DOĞU AKDENİZ’DE DENİZ SINIRI SORUNU VE AB’NİN YAKLAŞIMITÜRKİYE 2021 RAPORU VE ANLAMI
HALİL İBRAHİM AKCAN
Yunanistan ile Türkiye arasında uzun yıllardır Ege Denizi’nde süregelmekte olan kıta sahanlığı paylaşımına ilişkin anlaşmazlıklar 2000 yılı itibarıyla Doğu Akdeniz’de de yaşanmaya başlanmıştır. Bu mücadelede Kuzey Kıbrıs Türk Cumhuriyeti (KKTC) ve GKRY hem kendi çıkarlarını hem de doğal müttefiklerinin çıkarlarını savunmak için taraf olmuştur.
Söz konusu ikinci genişleme çerçevesinde 1981’de Yunanistan’ın ve beşinci genişleme çerçevesinde 2004’te GKRY’nin üye olmaları ile AB’nin de bölgedeki aktörlerden biri haline geldiğini söylemek mümkündür. Yunanistan ve GKRY bu bölgede yaşanan mücadeleyi her fırsatta gerek AB bağlamında gerekse Birliğe üye ülkelerle ikili ilişkiler bağlamında gündeme getirerek onları aday ülke statüsünde olan Türkiye’ye karşı kışkırtmakta ve Türkiye’yi zor durumda bırakmaya çalışmaktadır. Genel olarak AB üyesi ülkelerin enerji alanında dışa bağımlılıkları göz önüne alındığında Yunanistan ve GKRY’nin tezlerini ve hidrokarbon kaynakları üzerindeki hak iddialarını desteklemek için yeterli sebeplerinin olduğu söylenebilir.

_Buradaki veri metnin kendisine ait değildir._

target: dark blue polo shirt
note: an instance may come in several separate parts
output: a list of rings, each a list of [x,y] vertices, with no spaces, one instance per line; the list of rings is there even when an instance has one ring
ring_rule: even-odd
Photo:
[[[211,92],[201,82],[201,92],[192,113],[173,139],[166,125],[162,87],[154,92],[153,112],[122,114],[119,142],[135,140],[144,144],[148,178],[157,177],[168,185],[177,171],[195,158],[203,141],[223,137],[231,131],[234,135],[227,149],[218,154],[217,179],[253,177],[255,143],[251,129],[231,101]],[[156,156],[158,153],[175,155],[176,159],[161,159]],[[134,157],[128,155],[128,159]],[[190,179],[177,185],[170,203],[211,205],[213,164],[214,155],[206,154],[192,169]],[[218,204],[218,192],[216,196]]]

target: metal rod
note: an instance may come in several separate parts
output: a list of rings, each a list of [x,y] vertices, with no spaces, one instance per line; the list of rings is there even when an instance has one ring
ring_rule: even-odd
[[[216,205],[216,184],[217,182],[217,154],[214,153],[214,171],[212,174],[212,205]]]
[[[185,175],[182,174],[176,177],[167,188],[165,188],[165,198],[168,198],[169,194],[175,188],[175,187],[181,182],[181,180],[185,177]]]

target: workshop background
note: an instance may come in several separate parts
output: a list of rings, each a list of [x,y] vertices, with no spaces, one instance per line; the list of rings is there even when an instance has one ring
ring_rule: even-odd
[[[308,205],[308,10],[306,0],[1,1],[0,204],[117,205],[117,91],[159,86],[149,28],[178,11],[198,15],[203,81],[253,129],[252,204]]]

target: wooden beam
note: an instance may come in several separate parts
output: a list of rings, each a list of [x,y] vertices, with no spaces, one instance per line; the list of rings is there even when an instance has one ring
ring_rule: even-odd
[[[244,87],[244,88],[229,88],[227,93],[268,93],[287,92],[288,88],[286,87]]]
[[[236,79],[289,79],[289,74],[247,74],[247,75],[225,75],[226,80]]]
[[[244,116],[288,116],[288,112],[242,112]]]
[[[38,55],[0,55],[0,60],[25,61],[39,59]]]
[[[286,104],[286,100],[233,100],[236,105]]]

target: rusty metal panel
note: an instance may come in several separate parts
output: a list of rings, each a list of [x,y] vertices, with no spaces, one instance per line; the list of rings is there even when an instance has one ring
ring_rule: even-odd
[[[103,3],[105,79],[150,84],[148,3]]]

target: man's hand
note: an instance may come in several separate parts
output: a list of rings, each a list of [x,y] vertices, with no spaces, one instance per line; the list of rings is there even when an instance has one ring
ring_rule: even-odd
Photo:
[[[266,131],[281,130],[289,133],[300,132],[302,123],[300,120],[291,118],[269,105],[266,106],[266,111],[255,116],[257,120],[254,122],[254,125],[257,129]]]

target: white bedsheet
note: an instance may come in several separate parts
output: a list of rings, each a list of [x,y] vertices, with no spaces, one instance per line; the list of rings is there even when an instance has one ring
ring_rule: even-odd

Bu analizde AB Komisyonu tarafından yayımlanan Türkiye 2021 Raporu’nda yer alan Doğu Akdeniz’deki deniz yetki alanlarının paylaşımına ilişkin ifadeler özelinde AB’nin bölgedeki deniz alanları sorunlarına dair görüşleri ve bölgeye yönelik tezleri irdelenmektedir. Bu kapsamda birinci bölümde Doğu Akdeniz’de Türkiye ve KKTC ile Yunanistan ve GKRY arasındaki deniz sınırı uyuşmazlıklarının gelişimi genel olarak incelenmektedir. İkinci bölümde tarafların bölgeye ilişkin öne sürdüğü tezler ana hatlarıyla mercek altına alınmaktadır. Üçüncü ve son bölümde ise AB Komisyonu’nun Türkiye 2021 Raporu’nda konuya ilişkin yer alan ifadeler çerçevesinde AB’nin tutumu ele alınmaktadır.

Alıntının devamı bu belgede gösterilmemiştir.